Cycling was called an endurance sport for a reason.
We trained to operate beyond the sustainable capacity of our metabolisms on race day – and ignore the physical warnings telling us to stop.
Although I wasn’t usually so good at ignoring those.
‘Are you going to try to tell me your result was also down to luck?’
‘Partly,’ I insisted. ‘I’ve rarely had better legs.

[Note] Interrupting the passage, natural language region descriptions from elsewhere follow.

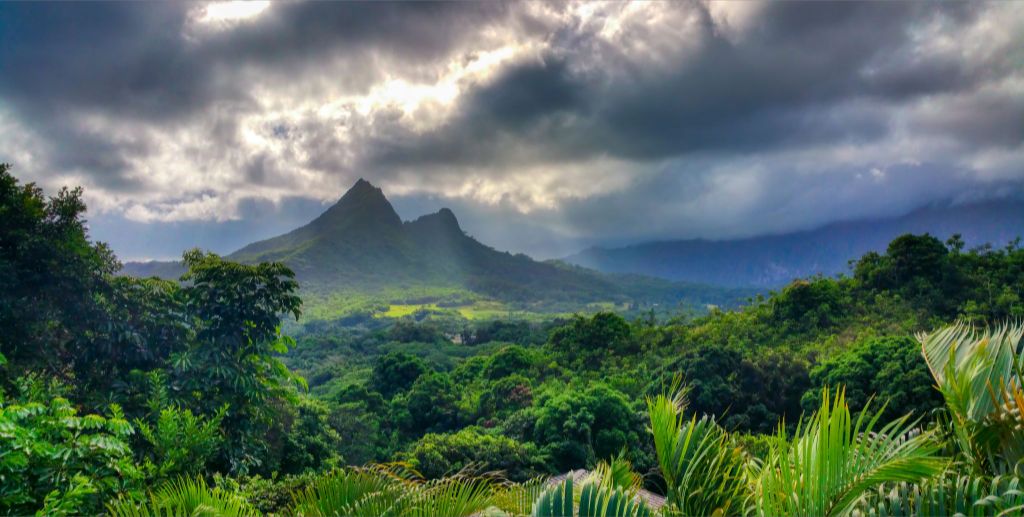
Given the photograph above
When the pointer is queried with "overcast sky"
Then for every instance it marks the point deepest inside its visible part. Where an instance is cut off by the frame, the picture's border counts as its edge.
(545, 126)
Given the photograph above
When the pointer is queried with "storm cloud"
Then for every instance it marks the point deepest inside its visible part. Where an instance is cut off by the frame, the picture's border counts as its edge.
(545, 126)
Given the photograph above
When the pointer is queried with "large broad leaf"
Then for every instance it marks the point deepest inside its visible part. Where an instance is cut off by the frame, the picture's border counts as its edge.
(595, 501)
(949, 496)
(988, 359)
(980, 377)
(184, 497)
(704, 470)
(834, 462)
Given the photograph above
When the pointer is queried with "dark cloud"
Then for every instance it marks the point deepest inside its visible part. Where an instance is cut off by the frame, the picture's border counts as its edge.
(776, 86)
(610, 122)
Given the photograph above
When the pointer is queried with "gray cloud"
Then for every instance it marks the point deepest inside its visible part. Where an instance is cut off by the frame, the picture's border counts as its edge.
(546, 125)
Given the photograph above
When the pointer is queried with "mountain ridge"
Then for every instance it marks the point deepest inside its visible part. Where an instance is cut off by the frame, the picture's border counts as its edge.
(771, 261)
(360, 246)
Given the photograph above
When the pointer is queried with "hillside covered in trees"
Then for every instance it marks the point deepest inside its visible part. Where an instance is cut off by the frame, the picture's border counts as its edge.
(860, 394)
(358, 258)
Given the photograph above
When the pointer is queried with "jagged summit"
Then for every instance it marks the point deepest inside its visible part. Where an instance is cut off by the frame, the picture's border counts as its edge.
(442, 219)
(360, 244)
(359, 247)
(364, 204)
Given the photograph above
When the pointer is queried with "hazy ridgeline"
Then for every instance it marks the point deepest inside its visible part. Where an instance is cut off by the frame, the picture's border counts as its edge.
(429, 395)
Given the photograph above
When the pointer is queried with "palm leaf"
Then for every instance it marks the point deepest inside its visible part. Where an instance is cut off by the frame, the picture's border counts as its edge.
(594, 501)
(704, 470)
(834, 462)
(949, 496)
(184, 498)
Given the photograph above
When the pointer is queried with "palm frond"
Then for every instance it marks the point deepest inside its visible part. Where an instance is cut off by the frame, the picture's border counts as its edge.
(594, 501)
(834, 462)
(979, 375)
(517, 499)
(949, 496)
(704, 470)
(184, 497)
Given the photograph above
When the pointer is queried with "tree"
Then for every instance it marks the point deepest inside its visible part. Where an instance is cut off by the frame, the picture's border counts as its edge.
(431, 402)
(438, 455)
(235, 310)
(578, 427)
(395, 372)
(586, 342)
(508, 360)
(57, 462)
(889, 369)
(49, 275)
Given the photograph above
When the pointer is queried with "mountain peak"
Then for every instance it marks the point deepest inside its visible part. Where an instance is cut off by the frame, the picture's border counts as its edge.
(363, 205)
(363, 188)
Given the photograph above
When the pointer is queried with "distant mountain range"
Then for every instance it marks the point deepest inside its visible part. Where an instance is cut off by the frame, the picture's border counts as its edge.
(359, 246)
(770, 261)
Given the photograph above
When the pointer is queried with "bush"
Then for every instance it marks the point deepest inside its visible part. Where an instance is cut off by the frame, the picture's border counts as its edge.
(437, 455)
(56, 462)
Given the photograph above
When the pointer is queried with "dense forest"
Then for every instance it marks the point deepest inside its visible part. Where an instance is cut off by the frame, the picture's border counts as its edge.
(893, 390)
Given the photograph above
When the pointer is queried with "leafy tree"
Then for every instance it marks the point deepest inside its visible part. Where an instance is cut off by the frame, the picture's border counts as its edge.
(179, 443)
(587, 341)
(431, 403)
(235, 310)
(510, 359)
(49, 275)
(890, 369)
(310, 442)
(578, 427)
(56, 462)
(920, 268)
(505, 395)
(395, 372)
(809, 305)
(438, 455)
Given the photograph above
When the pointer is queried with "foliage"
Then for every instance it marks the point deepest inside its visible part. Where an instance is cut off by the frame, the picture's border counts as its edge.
(57, 462)
(50, 274)
(435, 456)
(431, 402)
(587, 341)
(395, 372)
(948, 496)
(184, 497)
(179, 443)
(577, 427)
(594, 501)
(980, 376)
(704, 471)
(833, 461)
(890, 369)
(390, 490)
(310, 441)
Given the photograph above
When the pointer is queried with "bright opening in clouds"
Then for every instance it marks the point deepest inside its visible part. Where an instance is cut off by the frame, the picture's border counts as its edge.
(219, 12)
(546, 126)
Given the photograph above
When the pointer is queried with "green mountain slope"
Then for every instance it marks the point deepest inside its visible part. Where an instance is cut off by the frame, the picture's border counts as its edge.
(359, 249)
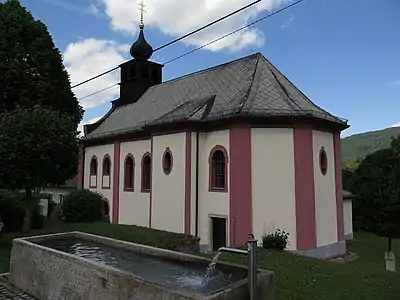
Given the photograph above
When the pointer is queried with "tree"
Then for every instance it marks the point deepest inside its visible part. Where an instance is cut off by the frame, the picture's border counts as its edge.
(31, 69)
(38, 147)
(377, 182)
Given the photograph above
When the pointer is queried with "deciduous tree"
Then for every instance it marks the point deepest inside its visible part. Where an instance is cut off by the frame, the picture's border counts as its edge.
(31, 68)
(38, 147)
(377, 184)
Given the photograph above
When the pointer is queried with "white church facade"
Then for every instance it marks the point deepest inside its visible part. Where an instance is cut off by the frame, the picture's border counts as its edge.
(220, 153)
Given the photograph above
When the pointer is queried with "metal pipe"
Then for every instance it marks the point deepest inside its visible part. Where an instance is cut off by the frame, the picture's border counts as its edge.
(197, 185)
(252, 268)
(251, 253)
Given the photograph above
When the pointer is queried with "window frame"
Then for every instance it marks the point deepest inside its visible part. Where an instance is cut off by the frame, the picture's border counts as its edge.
(167, 171)
(323, 161)
(105, 158)
(91, 173)
(143, 188)
(212, 170)
(126, 188)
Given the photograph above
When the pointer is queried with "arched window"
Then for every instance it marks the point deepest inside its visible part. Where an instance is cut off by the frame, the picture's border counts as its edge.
(218, 169)
(105, 179)
(93, 172)
(129, 173)
(167, 162)
(146, 173)
(106, 166)
(323, 161)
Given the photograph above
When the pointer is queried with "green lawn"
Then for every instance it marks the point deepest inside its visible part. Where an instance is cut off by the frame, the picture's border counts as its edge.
(297, 277)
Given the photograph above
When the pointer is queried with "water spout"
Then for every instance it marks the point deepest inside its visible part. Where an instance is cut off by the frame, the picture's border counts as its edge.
(251, 254)
(232, 250)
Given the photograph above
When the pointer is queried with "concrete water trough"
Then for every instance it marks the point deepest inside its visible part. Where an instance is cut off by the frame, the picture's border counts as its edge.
(77, 265)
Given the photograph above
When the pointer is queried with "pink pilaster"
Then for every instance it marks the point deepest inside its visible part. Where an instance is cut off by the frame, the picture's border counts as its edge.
(240, 210)
(304, 188)
(117, 154)
(339, 186)
(188, 181)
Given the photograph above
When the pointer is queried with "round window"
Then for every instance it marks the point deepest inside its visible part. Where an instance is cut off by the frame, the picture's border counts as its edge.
(167, 161)
(323, 161)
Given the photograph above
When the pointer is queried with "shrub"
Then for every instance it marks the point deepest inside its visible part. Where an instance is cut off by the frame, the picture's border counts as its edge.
(12, 210)
(82, 206)
(277, 240)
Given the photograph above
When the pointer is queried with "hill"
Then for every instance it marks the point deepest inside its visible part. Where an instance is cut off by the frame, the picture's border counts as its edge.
(360, 145)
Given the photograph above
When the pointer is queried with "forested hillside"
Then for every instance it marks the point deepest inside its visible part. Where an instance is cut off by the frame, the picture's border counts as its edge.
(360, 145)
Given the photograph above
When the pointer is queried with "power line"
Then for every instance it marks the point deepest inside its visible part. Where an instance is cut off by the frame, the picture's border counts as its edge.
(233, 32)
(207, 44)
(95, 77)
(208, 25)
(97, 92)
(176, 40)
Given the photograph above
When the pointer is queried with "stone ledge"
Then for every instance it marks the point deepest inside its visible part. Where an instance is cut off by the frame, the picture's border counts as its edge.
(8, 292)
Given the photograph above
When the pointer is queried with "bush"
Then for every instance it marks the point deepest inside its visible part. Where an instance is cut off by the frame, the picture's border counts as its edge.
(277, 240)
(12, 210)
(83, 206)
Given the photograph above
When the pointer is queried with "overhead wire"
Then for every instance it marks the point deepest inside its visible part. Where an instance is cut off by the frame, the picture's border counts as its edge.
(176, 40)
(202, 46)
(233, 32)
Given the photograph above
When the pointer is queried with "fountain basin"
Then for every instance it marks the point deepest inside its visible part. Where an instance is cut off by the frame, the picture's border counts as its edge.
(77, 265)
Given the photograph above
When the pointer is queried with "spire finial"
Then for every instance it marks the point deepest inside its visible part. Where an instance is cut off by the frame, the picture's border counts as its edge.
(142, 11)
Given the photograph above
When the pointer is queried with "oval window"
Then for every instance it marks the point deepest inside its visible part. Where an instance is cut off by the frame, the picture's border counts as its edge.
(167, 161)
(323, 161)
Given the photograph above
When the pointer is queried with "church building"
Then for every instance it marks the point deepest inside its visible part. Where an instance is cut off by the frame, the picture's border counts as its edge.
(221, 153)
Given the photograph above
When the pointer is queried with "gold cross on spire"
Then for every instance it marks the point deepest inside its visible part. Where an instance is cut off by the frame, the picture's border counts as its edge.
(142, 11)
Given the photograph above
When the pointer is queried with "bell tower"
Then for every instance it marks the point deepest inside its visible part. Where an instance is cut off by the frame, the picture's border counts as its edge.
(138, 74)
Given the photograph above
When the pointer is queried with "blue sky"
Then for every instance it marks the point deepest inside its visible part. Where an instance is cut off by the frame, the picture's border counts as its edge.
(343, 54)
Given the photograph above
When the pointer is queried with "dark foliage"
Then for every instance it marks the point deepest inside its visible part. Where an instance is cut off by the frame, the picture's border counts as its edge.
(83, 206)
(31, 68)
(38, 147)
(12, 211)
(358, 146)
(277, 240)
(377, 185)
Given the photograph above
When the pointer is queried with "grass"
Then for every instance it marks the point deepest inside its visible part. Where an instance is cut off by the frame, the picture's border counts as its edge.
(297, 277)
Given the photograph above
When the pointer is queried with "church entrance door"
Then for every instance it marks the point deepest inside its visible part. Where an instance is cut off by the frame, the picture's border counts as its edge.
(218, 232)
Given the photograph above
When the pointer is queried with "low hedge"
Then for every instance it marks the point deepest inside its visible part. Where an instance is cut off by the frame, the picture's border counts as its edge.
(83, 206)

I didn’t even fall for Gaetano’s mind games.’ I stifled a sneer, which probably looked like an impression of Sylvester Stallone, given the doubtful glance Lori gave me.
‘What mind games?’
Oops, perhaps I shouldn’t have given that away. Now my cheeks were radiating heat into the dusk air.
‘The usual, talking shit. I should have retired last year; I’m the 110th best Belgian cyclist; does my girlfriend even remember my name? He was more creative than most. I think he wanted me to drop back just so I didn’t have to hear the insults. It’s a cheap trick.’
Lori was silent for longer than I would have expected, but when she did speak, the words exploded from between her clenched teeth. ‘He’s a fucking wanker.’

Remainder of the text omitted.